数年前にコレージュ・ド・フランスで開催された,進化論や古生物学・地質学の歴史にかんする連続講義でのこと
。回を重ねて出席するなかで,私はある日本人の男性と知り合いになる。何回目かの講義の後,最初どちらからと
もなく話しかけ,簡単な自己紹介から始まり,程なくカフェに場所を移して話を続けた。聞けば彼は東京のメーカー
で働いていたが,十年ほど勤務した後その仕事を辞め,パリにやって来て視聴覚の障害者教育にかんする研究を
はじめたのだという。そのころ私もたまたま,第三共和政期における精神遅滞児の教育政策についての文書などを
読んでいたところだったから,その方面で話が一山咲く。ややあって私は「ところで,どうして進化論の歴史に興味
をおもちなんですか」と切り出した。そのとき一瞬,彼の眼がキラリと輝くのに気づいたとき,私は「ああ,しまった」と
後悔の念を抱く。人の話を聞くことはけっしてキライではないのだが,そのときは後に別の待ち合わせが控えていた
のだ。案の定,彼の方は「いや,進化論の歴史はさておき,私自身,〈私の〉進化論というのを考えていましてね」。
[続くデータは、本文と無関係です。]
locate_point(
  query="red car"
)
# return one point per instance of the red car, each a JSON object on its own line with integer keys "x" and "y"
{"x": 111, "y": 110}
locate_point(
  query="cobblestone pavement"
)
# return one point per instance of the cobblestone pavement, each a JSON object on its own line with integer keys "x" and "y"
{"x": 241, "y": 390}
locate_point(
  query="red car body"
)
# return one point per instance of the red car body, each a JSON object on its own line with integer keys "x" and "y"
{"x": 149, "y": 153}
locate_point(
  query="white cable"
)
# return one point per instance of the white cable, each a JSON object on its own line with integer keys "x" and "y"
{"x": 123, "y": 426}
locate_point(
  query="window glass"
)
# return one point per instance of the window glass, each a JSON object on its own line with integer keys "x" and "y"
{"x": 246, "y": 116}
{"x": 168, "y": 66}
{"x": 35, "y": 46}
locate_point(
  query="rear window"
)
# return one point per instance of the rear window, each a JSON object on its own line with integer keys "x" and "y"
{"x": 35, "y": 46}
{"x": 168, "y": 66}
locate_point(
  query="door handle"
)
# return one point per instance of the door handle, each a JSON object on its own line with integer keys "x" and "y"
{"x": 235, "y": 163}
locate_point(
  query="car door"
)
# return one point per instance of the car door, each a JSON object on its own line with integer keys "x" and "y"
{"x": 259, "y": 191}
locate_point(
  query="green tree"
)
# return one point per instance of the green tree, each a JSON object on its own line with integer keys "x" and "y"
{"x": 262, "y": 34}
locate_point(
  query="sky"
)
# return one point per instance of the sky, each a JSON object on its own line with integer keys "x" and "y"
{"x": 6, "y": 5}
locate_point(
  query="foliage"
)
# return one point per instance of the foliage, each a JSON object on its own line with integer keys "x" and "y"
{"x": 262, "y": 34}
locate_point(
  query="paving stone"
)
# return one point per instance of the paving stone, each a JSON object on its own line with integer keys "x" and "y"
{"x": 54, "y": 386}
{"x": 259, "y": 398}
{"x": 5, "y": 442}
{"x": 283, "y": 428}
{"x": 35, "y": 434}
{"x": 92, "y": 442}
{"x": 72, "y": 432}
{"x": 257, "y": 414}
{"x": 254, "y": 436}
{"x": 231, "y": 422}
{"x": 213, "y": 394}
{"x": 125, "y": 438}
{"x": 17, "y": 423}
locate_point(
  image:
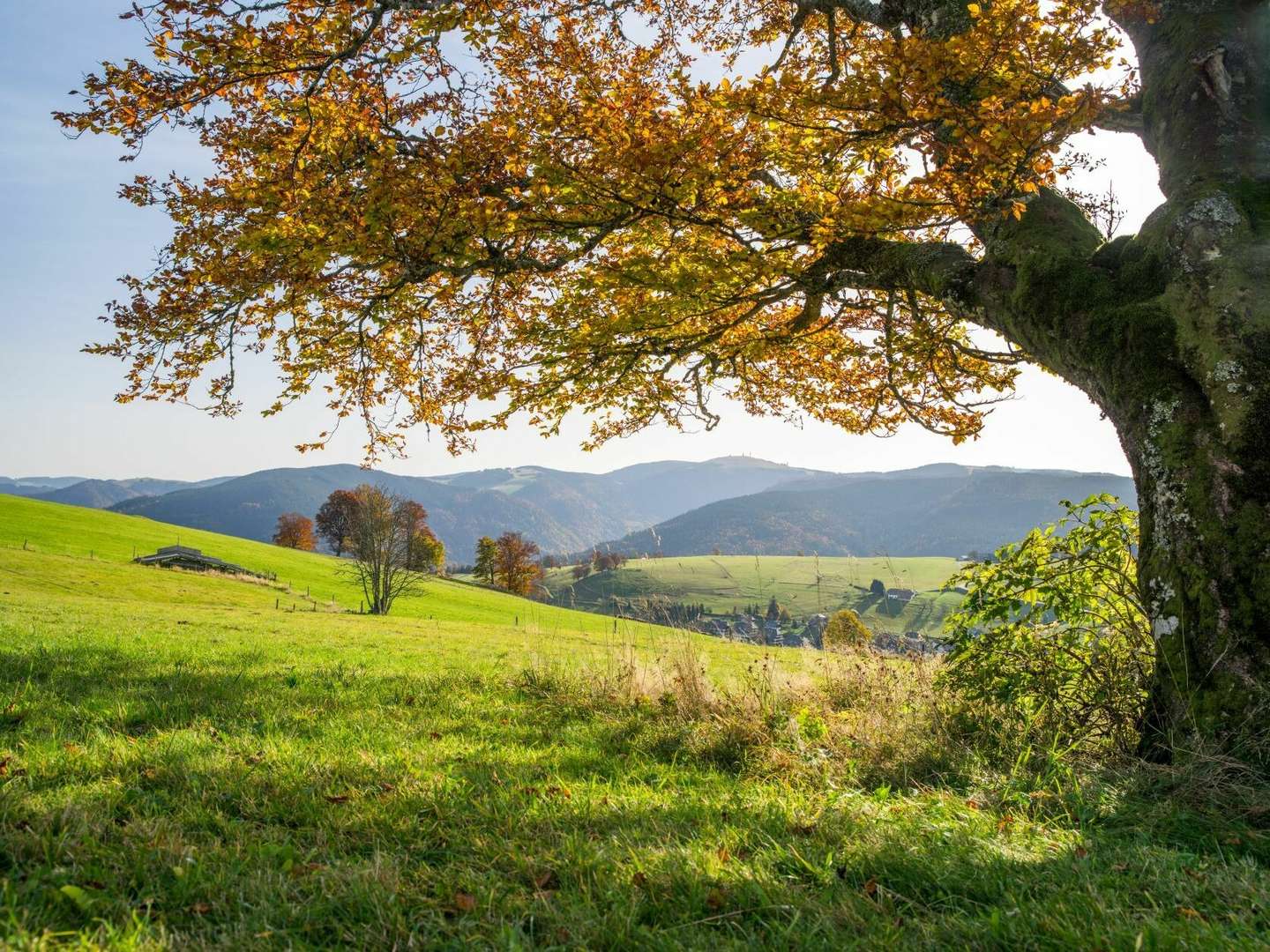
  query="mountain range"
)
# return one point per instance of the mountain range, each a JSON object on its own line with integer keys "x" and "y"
{"x": 732, "y": 504}
{"x": 932, "y": 510}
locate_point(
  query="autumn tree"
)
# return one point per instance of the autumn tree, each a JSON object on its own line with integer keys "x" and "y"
{"x": 845, "y": 628}
{"x": 295, "y": 531}
{"x": 383, "y": 541}
{"x": 427, "y": 553}
{"x": 514, "y": 564}
{"x": 855, "y": 210}
{"x": 334, "y": 519}
{"x": 487, "y": 559}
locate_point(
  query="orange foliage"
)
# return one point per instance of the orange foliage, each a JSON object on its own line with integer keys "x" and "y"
{"x": 422, "y": 207}
{"x": 295, "y": 531}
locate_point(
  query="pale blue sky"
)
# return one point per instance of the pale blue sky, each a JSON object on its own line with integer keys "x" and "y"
{"x": 65, "y": 238}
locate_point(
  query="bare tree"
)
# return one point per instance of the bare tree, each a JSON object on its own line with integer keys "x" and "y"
{"x": 381, "y": 539}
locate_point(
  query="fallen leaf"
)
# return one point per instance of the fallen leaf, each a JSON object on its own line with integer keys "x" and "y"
{"x": 81, "y": 897}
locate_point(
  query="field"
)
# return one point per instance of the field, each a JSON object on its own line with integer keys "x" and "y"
{"x": 803, "y": 584}
{"x": 185, "y": 764}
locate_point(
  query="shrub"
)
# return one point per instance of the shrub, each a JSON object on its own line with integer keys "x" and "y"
{"x": 846, "y": 629}
{"x": 1052, "y": 648}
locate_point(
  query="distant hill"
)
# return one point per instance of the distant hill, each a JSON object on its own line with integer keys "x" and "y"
{"x": 101, "y": 494}
{"x": 935, "y": 510}
{"x": 563, "y": 512}
{"x": 736, "y": 504}
{"x": 34, "y": 485}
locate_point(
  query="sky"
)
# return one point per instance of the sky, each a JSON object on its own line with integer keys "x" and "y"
{"x": 65, "y": 238}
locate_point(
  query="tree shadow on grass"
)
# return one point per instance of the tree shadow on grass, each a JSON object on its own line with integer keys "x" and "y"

そして彼が自分で構想したという,無機物から始まり有機物へと連なっていく壮大なヴィジョンは,時計にチラチラと
目をやる私の前で,優に一時間は続いたのだった……。
進化論とは気の遠くなるような時間のスパンのなかで,生物の多様な広がりと変化を説明する理論である。大きな
スケールの時空間のなかで生起する因果律を含むわけだから,それはまさに一つの世界観を構成する。進化論の
歴史をみれば,それがいかに既存の宗教に抵触してきたかがよく分かるだろう。そしてそれは過去の話でなく,現在
においてもなお紛糾した議論をよぶ主題なのだ。こうしたトピックが「私」という一人称のもとで語られることは,一見
やや奇妙にみえる。しかし私がパリで出会った男性が,特に変人だったわけではない。フランスから帰国して共同
研究「進化論と社会」に加わったとき,私はときとして彼のことを思い出した。というのも,彼を彷彿とさせるような語
りに,研究会のなかで何度となく出くわしたからである。もちろん,それぞれ専門を定めた研究者たちは慎重だから,
軽々しく「私の進化論」などとは口にしない。それでも,経済学や社会学,歴史といった専門を越え,ヨーロッパや
アジア,アメリカという対象地域も越え,自然科学と人文・社会科学という枠すら越えて,饒舌な語りが流れていく。
そして周りの者もあるときはそれに魅せられ,あるときにはやや辟易しつつも,後の議論はきまって白熱するのだった。
あるいはむしろ,一種の世界観であり壮大な視野をもたらすからこそ,かえってそこに世界と相対する一個の「私」
が出現するのかもしれない。そのようないわば進化論をめぐる「私」の現象学を考えても,おもしろいのかもしれない。
しかしかくいう私も,数年前まではほとんど興味を寄せることのなかった進化論なのに,いつの間にか関連資料は
書棚のなかを増殖していき,ときには長い間この対象に取り組んできた専門家のような口振りをすることさえある。
「私の進化論」を口走るときだって,近いのかもしれない。それはともかく,この共同研究も本年度で終わり,近い内
に報告書が出る。おそらく読者はそこに,複数の「私」の影を見いだすことだろう。